The possibility that Jem might be his son overwhelmed Cole for a moment but he snapped out of it quickly when the boy’s face lit up in rediscovery of something that he’d forgotten.
“I found a snail shell by that big tree!” He fixed his excited gaze on Cole. “Wanna see it?”
“Sure I would,” Cole said as he laid his napkin beside his plate.
Lauren reached over and touched her son’s arm and her hair, that silky curtain that kept tempting Cole to bury his hands in it, swept forward over her cheek. “Why don’t you bring it downstairs in a few minutes, honey. Cole and I have something to discuss.”
“’Kay,” he said, slipping out of his chair and running up the stairs.
When Cole followed her to the living room, Lauren sat down where she had earlier when she’d interviewed the Brothers Grim, so Cole took a seat on the fancy old couch across from her.
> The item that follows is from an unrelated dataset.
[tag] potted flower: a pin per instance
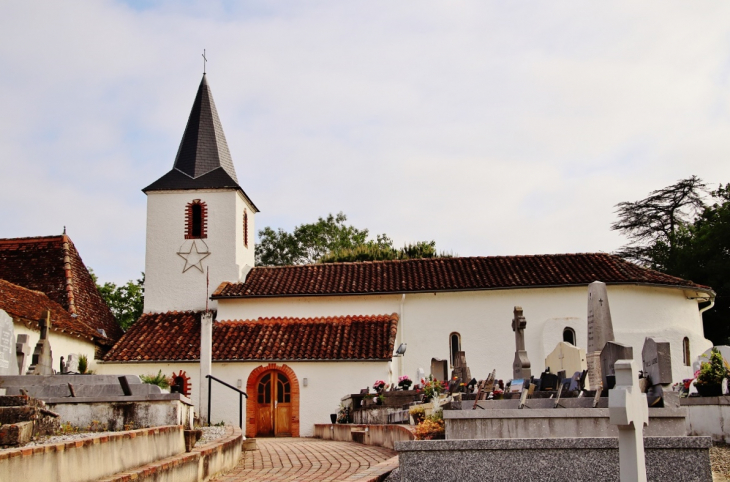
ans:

His curiosity about what she wanted to discuss pricked at his mind, but an alarming amount of his concentration was caught up with the sinful way her low-slung jeans hugged her curves.
Lauren twisted her slender hands together before folding them in her lap. “I’d like to hire you,” she said in a rush of breath.
The ever-present spring inside him relaxed a bit and a wide grin spread across his face. “No!” he said with mock surprise. “And with so many other qualified candidates?”
She delivered a quelling look, then spoke again. “In addition to the work on the house, the barn must be completely renovated in six weeks, with the fixtures built, display cases installed and security system operational. If I don’t open at the start of the Summer Festival, I’ll miss the biggest influx of tourists for the entire year.” She looked up at him, a tentative smile peeking through her mask of worry. “I’d like for you to take the job, Cole. You’re very talented.”
He almost said, “I’d like to show you just how talented I am,” but instead dipped his chin to hide a smile and waited patiently for the “but” he could hear in her voice.